Almost every week there is a story in the media about a research project stopped by an animal rights group, a protest against women wearing furs, a laboratory bombed by a militant animal rights activist, or a media figure protesting the conditions of animals on factory farms. What are all these protests about, and how should a Bible-believing Christian approach these issues? That is our subject in this pamphlet.

In 1975 Australian Peter Singer wrote a book whose title was to become the banner of a new movement: Animal Liberation. This book laid the foundation for most of the discussion since 1975, but it also set the tone of that discussion as specifically anti-Christian.

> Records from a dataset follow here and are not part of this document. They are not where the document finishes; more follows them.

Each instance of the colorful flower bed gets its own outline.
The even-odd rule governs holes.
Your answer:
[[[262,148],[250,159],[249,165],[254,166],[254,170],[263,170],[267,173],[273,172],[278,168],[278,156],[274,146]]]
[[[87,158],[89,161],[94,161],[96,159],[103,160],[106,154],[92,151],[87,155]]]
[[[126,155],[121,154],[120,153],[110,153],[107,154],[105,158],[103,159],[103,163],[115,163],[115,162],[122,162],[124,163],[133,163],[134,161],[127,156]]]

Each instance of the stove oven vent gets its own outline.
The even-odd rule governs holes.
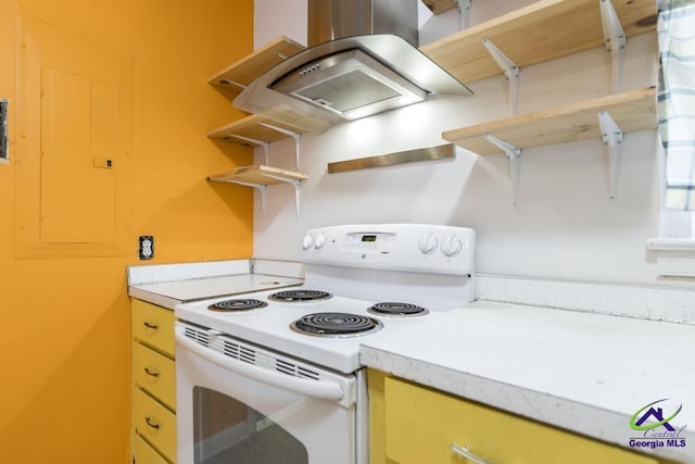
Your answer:
[[[215,350],[225,356],[253,364],[261,368],[276,371],[281,374],[307,380],[321,380],[320,373],[312,369],[309,365],[300,363],[291,358],[286,358],[271,351],[254,347],[228,335],[214,336],[211,340],[210,331],[207,329],[191,326],[186,327],[184,335],[197,343],[207,347],[211,350]]]
[[[202,344],[203,347],[210,346],[210,336],[207,335],[206,330],[201,330],[195,327],[187,326],[184,335],[187,338],[190,338],[191,340],[193,340],[194,342]]]
[[[292,377],[307,378],[311,380],[318,380],[319,377],[317,372],[309,371],[304,366],[288,362],[287,360],[278,359],[276,369],[282,374],[291,375]]]
[[[249,364],[256,363],[256,350],[240,343],[236,343],[229,339],[225,339],[224,341],[223,353],[226,356],[233,358],[235,360],[243,361],[244,363],[249,363]]]

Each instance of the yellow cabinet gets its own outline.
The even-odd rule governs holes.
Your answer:
[[[371,464],[659,462],[375,371],[369,396]]]
[[[174,311],[132,300],[132,338],[174,358]]]
[[[151,443],[167,460],[175,460],[176,415],[139,389],[132,391],[132,424],[138,437]],[[136,456],[136,463],[139,461]]]
[[[136,464],[176,462],[174,312],[131,301],[132,455]]]
[[[169,409],[176,409],[176,365],[156,351],[132,343],[132,381]]]

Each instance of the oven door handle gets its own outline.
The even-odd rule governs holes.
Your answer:
[[[339,402],[343,399],[344,393],[340,385],[327,380],[305,380],[299,377],[292,377],[276,371],[269,371],[253,364],[238,361],[233,358],[225,356],[215,350],[203,347],[195,341],[186,337],[178,328],[175,330],[176,342],[181,348],[191,351],[193,354],[210,361],[227,371],[258,380],[264,384],[273,385],[283,390],[290,390],[306,397],[318,398],[320,400],[330,400]]]

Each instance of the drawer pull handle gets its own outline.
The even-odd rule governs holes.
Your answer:
[[[490,464],[489,461],[483,460],[468,451],[468,447],[459,447],[458,444],[452,443],[452,451],[456,454],[466,457],[468,461],[476,464]]]
[[[156,369],[153,369],[152,367],[146,367],[144,368],[144,373],[147,375],[151,375],[152,377],[159,377],[160,376],[160,373],[156,372]]]
[[[150,417],[150,416],[144,417],[144,422],[147,422],[147,423],[148,423],[148,425],[149,425],[150,427],[152,427],[152,428],[156,428],[157,430],[159,430],[159,429],[160,429],[160,427],[161,427],[161,425],[160,425],[160,424],[157,424],[157,423],[155,423],[155,422],[152,422],[152,417]]]

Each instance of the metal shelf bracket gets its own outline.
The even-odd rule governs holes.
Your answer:
[[[295,162],[296,162],[296,172],[299,173],[300,171],[300,148],[301,148],[301,140],[302,140],[302,135],[299,133],[295,133],[293,130],[289,130],[286,129],[283,127],[277,127],[274,126],[273,124],[268,124],[268,123],[258,123],[262,126],[265,126],[269,129],[273,130],[277,130],[280,134],[285,134],[286,136],[290,136],[294,139],[294,154],[295,154]]]
[[[509,160],[509,173],[511,175],[511,201],[515,206],[519,204],[519,179],[521,177],[521,149],[501,140],[490,134],[483,134],[485,140],[496,146]]]
[[[482,39],[482,45],[488,49],[488,53],[504,72],[504,77],[509,81],[509,115],[514,116],[519,109],[519,74],[521,70],[490,39]]]
[[[263,217],[265,217],[265,192],[268,186],[265,184],[244,183],[242,180],[229,180],[231,184],[238,184],[245,187],[253,187],[261,192],[261,209],[263,211]]]
[[[610,52],[614,93],[620,89],[622,63],[626,51],[626,33],[620,18],[612,8],[610,0],[601,0],[601,23],[604,30],[604,47]]]
[[[226,134],[229,137],[235,137],[240,140],[248,141],[250,143],[258,145],[263,147],[263,153],[265,154],[265,164],[270,164],[270,142],[265,140],[252,139],[251,137],[238,136],[236,134]]]
[[[598,113],[598,125],[601,126],[603,142],[608,147],[608,191],[612,200],[616,198],[618,191],[623,134],[607,111]]]
[[[456,7],[460,16],[460,30],[465,30],[470,20],[470,0],[456,0]]]
[[[279,180],[281,183],[291,184],[294,186],[294,214],[296,217],[300,216],[300,186],[302,185],[301,180],[296,179],[288,179],[287,177],[274,176],[270,174],[264,174],[265,177],[269,177],[271,179]],[[265,209],[264,209],[265,215]]]

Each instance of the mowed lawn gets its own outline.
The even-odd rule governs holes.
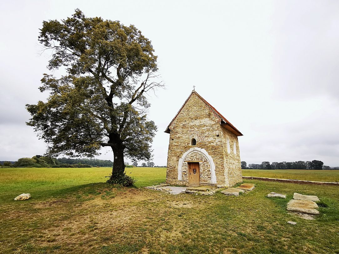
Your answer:
[[[138,180],[130,188],[106,184],[110,171],[0,169],[0,253],[339,253],[337,187],[250,181],[239,197],[174,196],[142,188],[163,182],[165,168],[127,168]],[[290,214],[294,192],[327,207],[313,220]],[[13,200],[22,193],[32,197]]]
[[[244,176],[268,177],[318,182],[339,182],[339,170],[243,169]]]

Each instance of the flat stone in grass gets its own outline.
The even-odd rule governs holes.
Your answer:
[[[320,200],[316,196],[303,195],[302,194],[295,192],[293,194],[293,199],[298,200],[310,200],[314,202],[318,202],[320,201]]]
[[[240,192],[244,192],[242,190],[237,188],[228,188],[221,192],[223,194],[226,196],[239,196]]]
[[[280,197],[281,198],[286,198],[286,195],[283,194],[280,194],[276,192],[271,192],[267,194],[266,196],[267,197]]]
[[[254,189],[254,184],[243,184],[237,188],[245,190],[252,190]]]
[[[18,201],[19,200],[27,200],[31,198],[31,194],[29,193],[23,193],[14,198],[14,200]]]
[[[316,215],[319,213],[318,205],[311,200],[291,199],[287,203],[287,211],[296,213]]]

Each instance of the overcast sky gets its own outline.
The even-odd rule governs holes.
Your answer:
[[[323,0],[1,1],[0,160],[45,151],[25,123],[25,105],[46,96],[39,29],[76,8],[133,24],[152,41],[167,86],[149,98],[156,165],[166,164],[163,132],[195,85],[244,134],[242,161],[339,166],[339,1]]]

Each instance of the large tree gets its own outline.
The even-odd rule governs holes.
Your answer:
[[[39,89],[49,92],[47,101],[26,105],[27,123],[48,144],[46,154],[93,157],[109,147],[113,183],[125,176],[124,156],[149,160],[157,127],[146,118],[146,95],[163,86],[151,41],[133,25],[78,9],[66,19],[43,21],[38,39],[51,51],[49,69],[66,73],[44,74]]]

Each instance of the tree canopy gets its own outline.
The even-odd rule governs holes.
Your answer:
[[[38,40],[52,52],[49,69],[66,73],[44,74],[39,89],[49,92],[47,101],[26,105],[27,124],[48,144],[47,154],[92,157],[110,147],[113,182],[123,174],[124,156],[149,160],[157,127],[147,119],[145,96],[163,86],[151,41],[133,25],[78,9],[61,21],[43,21]]]

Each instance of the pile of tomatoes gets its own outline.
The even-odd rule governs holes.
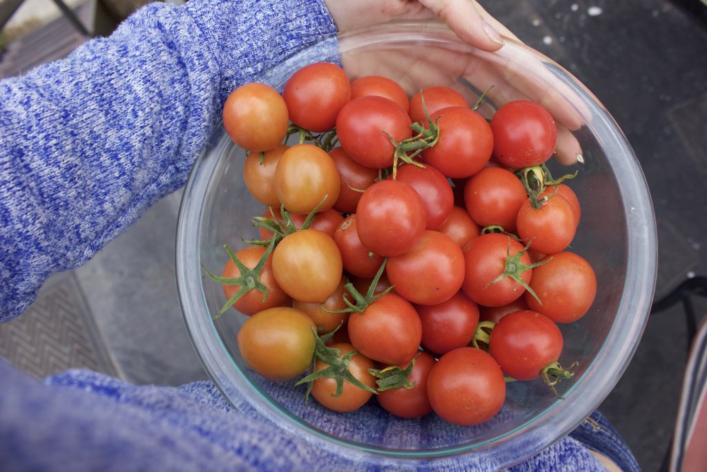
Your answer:
[[[567,251],[577,197],[544,164],[554,122],[531,101],[487,120],[479,103],[443,86],[409,99],[329,63],[281,94],[233,92],[224,127],[264,210],[259,238],[225,246],[209,275],[227,299],[218,316],[249,316],[238,340],[250,369],[300,377],[334,410],[375,396],[462,425],[496,415],[507,381],[571,376],[557,323],[588,312],[596,278]]]

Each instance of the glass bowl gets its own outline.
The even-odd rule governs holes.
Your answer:
[[[262,212],[243,182],[244,151],[223,127],[194,165],[177,234],[182,309],[204,367],[234,405],[356,464],[403,466],[420,459],[458,461],[464,454],[464,460],[497,469],[539,452],[599,406],[626,369],[648,318],[658,260],[655,224],[643,173],[626,137],[576,79],[510,40],[489,53],[464,44],[438,23],[390,23],[325,38],[267,71],[259,81],[281,90],[297,69],[320,61],[339,62],[352,79],[388,76],[411,94],[426,86],[451,86],[470,105],[493,85],[479,108],[482,114],[490,116],[509,100],[529,98],[546,105],[558,123],[571,130],[566,133],[568,149],[571,154],[578,144],[584,163],[549,166],[558,175],[580,171],[570,185],[582,203],[582,221],[570,251],[592,264],[598,281],[589,313],[561,326],[565,347],[560,360],[563,365],[578,361],[575,375],[558,386],[561,398],[539,380],[509,384],[498,415],[462,427],[434,414],[397,418],[375,400],[356,412],[334,413],[313,400],[305,403],[304,387],[293,387],[294,381],[271,382],[250,372],[236,343],[246,317],[230,310],[213,321],[225,299],[201,268],[203,264],[220,271],[227,257],[223,245],[245,247],[243,238],[257,236],[250,219]]]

Singer is quite clear about his distaste for Christianity: “It can no longer be maintained by anyone but a religious fanatic that man is the special darling of the universe, or that animals were created to provide us with food, or that we have divine authority over them, and divine permission to kill them.”(2)

By using the echoes of specific passages from the Bible and claiming that only a “religious fanatic” could still believe them, Singer is making clear not only that his view is not based on anything resembling a biblical worldview, but that, in fact, the Bible is the root of much of the problem.

It was Peter Singer’s book that also made popular the rather ponderous term “speciesism.” He writes of this as, “a prejudice or attitude of bias in favor of the interests of members of one’s own species and against those of members of other species.”(3) Singer says speciesism is just as bad as sexism or racism.

So what does “speciesism” really mean? If you think it’s acceptable to test a medicine on laboratory animals before giving that medicine to a sick child or a cancer patient fighting for life, then you, too, are a speciesist. If you believe it is all right to eat meat or fish or shrimp, you are clearly a speciesist, just as guilty as someone who thinks that slavery is an acceptable way to treat another human being, according to Singer and others in the animal rights movement.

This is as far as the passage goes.